Escrito e dirigido pela estreante Camille Griffin, A Última Noite (Silent Night, no original) é um drama sobre amizades e despedidas. Olhando sob este ângulo, é um bom filme, que se baseia basicamente nas interações entre os personagens, suas amizades e suas rixas, tudo dentro do mesmo cenário que é a casa

O elenco é muito bom. Keira Knightley (Piratas do Caribe) e Matthew Goode (Watchmen) fazem os pais e anfitriões da festa, e Roman Griffin Davis, o Jojo Rabbit, é Art, o garoto principal. Também no elenco, Annabelle Wallis, Lily-Rose Depp, Sope Dirisu, Lucy Punch, Rufus Jones e Kirby Howell-Baptiste. O roteiro consegue construir bons personagens e equilibrar bem as cenas entre eles.

(Curiosidade: a diretora Camille Griffin é mãe do protagonista Roman Griffin Davis e de seu irmãos gêmeos, Hardy e Gilby Griffin Davis.)

Preciso falar do fim, mas antes, os avisos de spoilers:

SPOILERS!
SPOILERS!
SPOILERS!

Ao longo do filme a gente descobre que existe uma nuvem tóxica se espalhando pelo planeta, e que vai matar todo mundo, de maneira lenta e dolorosa.
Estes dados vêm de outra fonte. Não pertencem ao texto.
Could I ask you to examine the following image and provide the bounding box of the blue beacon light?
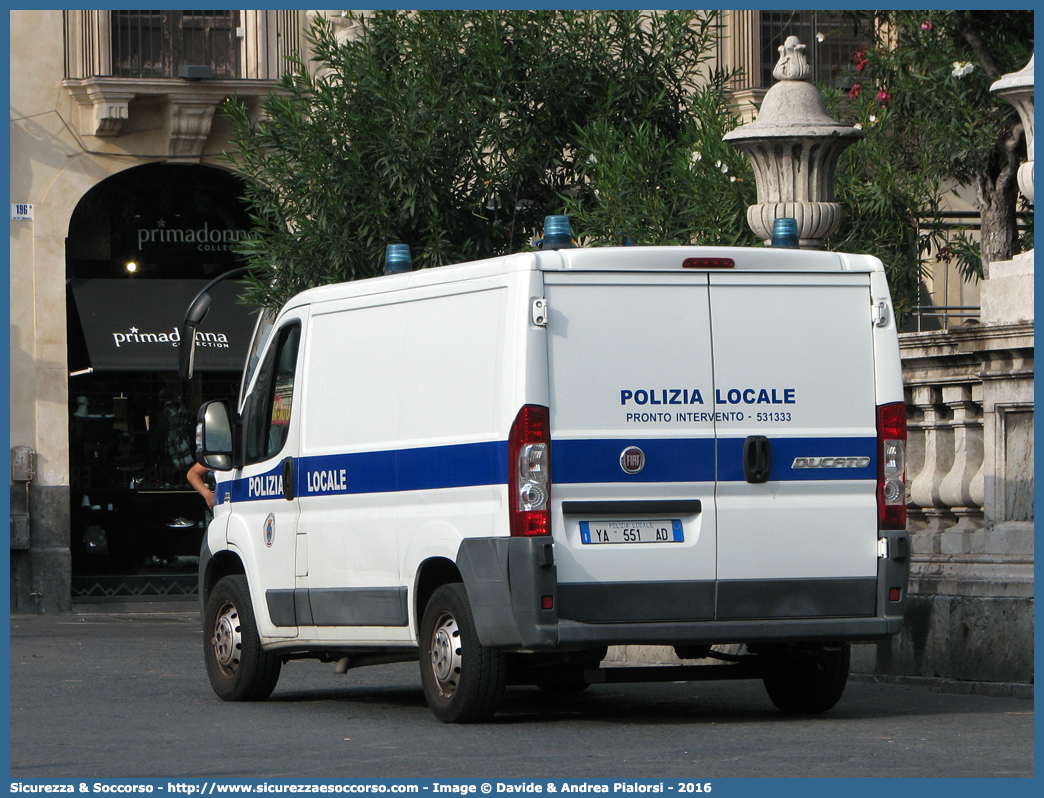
[540,216,573,250]
[773,216,800,250]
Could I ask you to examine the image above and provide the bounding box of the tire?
[203,574,282,701]
[764,643,851,714]
[421,583,507,723]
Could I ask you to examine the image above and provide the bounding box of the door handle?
[283,457,295,501]
[743,435,773,485]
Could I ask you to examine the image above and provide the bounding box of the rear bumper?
[457,532,909,651]
[557,617,903,650]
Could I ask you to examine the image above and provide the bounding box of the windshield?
[239,307,279,408]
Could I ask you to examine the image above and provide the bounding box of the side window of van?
[245,324,301,463]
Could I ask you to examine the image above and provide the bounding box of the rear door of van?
[544,248,877,624]
[544,265,717,624]
[710,267,877,619]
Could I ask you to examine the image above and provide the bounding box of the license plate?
[580,519,685,543]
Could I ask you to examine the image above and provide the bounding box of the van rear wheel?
[764,643,851,714]
[421,583,507,723]
[203,573,282,701]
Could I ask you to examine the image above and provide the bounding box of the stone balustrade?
[853,321,1034,683]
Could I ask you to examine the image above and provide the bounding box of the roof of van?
[287,247,884,307]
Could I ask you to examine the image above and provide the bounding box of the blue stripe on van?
[222,441,507,501]
[217,438,877,501]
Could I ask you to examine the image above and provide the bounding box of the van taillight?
[507,404,551,537]
[877,402,906,530]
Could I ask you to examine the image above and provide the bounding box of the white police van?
[192,219,908,722]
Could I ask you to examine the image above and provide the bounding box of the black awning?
[70,279,257,372]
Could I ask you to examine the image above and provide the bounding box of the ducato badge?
[620,446,645,474]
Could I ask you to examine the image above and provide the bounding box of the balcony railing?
[63,10,304,80]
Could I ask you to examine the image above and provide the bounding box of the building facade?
[10,10,307,613]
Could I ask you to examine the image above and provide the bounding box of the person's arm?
[185,463,214,510]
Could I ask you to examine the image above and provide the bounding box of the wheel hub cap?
[431,614,460,696]
[211,605,242,672]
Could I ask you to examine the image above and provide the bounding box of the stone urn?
[725,37,863,250]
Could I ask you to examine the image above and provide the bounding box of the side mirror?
[195,401,233,471]
[177,266,252,379]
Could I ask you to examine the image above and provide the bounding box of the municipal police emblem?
[620,446,645,474]
[264,513,276,546]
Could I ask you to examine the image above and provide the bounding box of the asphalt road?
[10,613,1034,787]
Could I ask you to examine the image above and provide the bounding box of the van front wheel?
[421,583,506,723]
[203,573,282,701]
[764,642,851,714]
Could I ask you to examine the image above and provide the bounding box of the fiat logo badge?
[620,446,645,474]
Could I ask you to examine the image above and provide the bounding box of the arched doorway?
[66,164,254,603]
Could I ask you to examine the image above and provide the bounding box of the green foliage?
[226,10,754,306]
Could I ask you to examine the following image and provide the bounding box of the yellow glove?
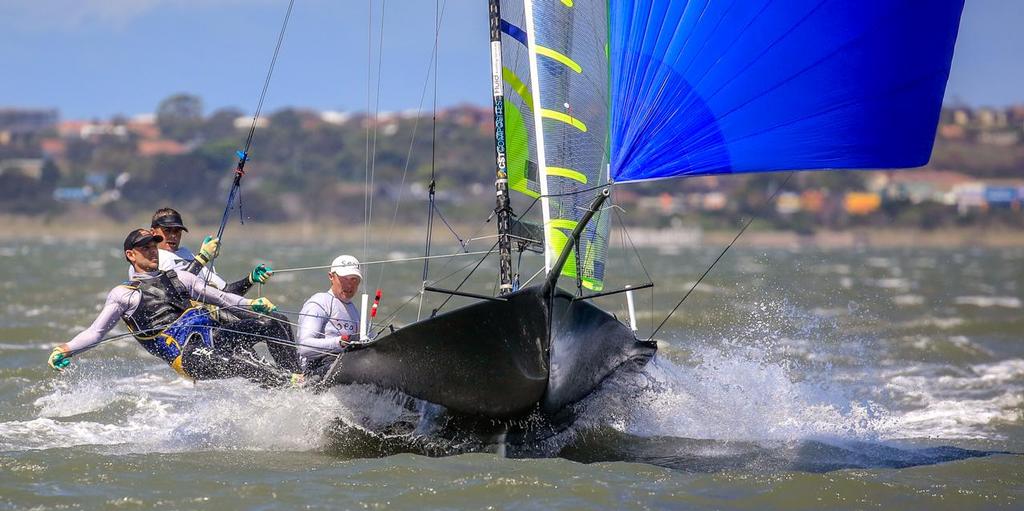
[46,344,71,371]
[249,296,278,314]
[196,236,220,266]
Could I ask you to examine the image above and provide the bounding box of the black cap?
[150,208,188,232]
[125,229,164,250]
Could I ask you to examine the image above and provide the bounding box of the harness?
[122,270,217,377]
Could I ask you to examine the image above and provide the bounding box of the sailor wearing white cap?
[298,255,362,373]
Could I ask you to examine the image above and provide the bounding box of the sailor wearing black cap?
[47,229,293,385]
[140,208,273,295]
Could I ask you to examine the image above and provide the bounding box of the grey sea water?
[0,235,1024,509]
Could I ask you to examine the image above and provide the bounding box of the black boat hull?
[324,287,655,419]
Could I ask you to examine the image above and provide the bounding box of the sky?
[0,0,1024,119]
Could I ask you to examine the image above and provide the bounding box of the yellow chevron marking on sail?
[548,167,587,184]
[502,66,534,110]
[502,67,587,133]
[537,44,583,73]
[541,109,587,133]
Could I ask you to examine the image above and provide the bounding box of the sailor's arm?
[47,286,138,371]
[177,273,256,307]
[297,300,341,358]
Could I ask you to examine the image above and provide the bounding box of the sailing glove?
[46,344,71,371]
[249,296,278,314]
[249,264,273,284]
[196,236,220,266]
[338,334,359,349]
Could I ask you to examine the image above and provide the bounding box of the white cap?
[331,255,362,280]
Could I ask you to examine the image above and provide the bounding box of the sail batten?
[609,0,963,182]
[501,0,609,291]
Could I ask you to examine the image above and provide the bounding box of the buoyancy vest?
[122,270,216,376]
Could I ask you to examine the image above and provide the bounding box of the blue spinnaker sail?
[608,0,964,182]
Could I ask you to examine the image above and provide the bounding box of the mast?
[487,0,512,295]
[523,0,556,272]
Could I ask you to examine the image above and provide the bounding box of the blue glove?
[46,345,71,371]
[249,264,273,284]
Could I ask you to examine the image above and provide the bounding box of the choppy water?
[0,236,1024,509]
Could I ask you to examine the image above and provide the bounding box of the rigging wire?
[647,171,796,342]
[378,0,443,288]
[362,0,387,270]
[217,0,295,240]
[422,0,442,282]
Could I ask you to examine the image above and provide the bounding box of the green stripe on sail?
[505,99,541,199]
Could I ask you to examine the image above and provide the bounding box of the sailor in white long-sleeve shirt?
[47,229,290,384]
[298,255,362,374]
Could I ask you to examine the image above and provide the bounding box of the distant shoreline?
[0,215,1024,249]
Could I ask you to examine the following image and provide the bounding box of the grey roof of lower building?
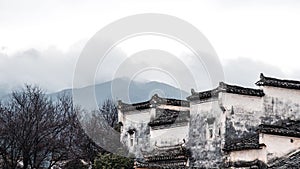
[223,134,263,151]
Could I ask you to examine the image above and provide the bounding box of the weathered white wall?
[220,92,263,111]
[260,86,300,103]
[229,147,267,163]
[157,105,190,111]
[150,123,189,146]
[259,134,300,160]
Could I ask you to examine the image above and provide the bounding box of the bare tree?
[0,85,106,169]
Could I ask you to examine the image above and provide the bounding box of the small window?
[130,134,133,146]
[209,129,214,138]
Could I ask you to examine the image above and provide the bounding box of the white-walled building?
[119,74,300,168]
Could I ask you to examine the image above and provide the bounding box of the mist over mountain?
[49,78,189,107]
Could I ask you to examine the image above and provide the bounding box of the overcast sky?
[0,0,300,93]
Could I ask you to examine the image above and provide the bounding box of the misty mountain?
[49,78,189,107]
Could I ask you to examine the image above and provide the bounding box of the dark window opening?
[209,129,213,138]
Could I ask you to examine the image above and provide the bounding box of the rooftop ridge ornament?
[255,73,300,90]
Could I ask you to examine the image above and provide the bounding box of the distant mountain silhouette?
[49,78,189,107]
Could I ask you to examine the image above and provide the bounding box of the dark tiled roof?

E o governo distribuiu “pílulas de suicídio”, para que as pessoas possam morrer rapidamente e sem dor.
Perto do fim do filme, o garoto Art foge e encontra um carro com pessoas mortas. Ele se desespera com a situação, e neste momento, tem uma nuvem de poeira tóxica, e ele acaba respirando. O pai o encontra, e acha que o problema é o nervosismo por ter visto o carro com as pessoas mortas. O pai traz o garoto de volta pra casa, e, juntos no quarto, a mãe descobre que o filho está doente porque seus olhos e nariz estão sangrando. O pai e a mãe se desesperam, achando que o filho já morreu, e todos tomam a pílula da eutanásia para morrerem abraçados. E aí você pensa que o filme acabou. Um final triste mas coerente, a família morta abraçada. Mas, no último take do filme, o garoto abre os olhos!

Essa cena mexeu comigo. O garoto está vivo! São duas as opções, segundo a minha interpretação. Uma delas é que ele está doente, e agora vai morrer lentamente, sozinho, porque toda a sua família morreu. A segunda opção é que era uma mentira do governo, e que a fumaça não é tão tóxica assim, então todos morreram à toa.

Independente de qual opção, o futuro do menino será terrível. E desde que acabei o filme não consigo tirar isso da cabeça!

FIM DOS SPOILERS!

A minha ideia inicial era ter visto A Última Noite a tempo de escrever este texto para um post de Natal. Que bom que me enrolei e deixei pra ver o filme depois. Não ia querer um filme tão pesado para o Natal.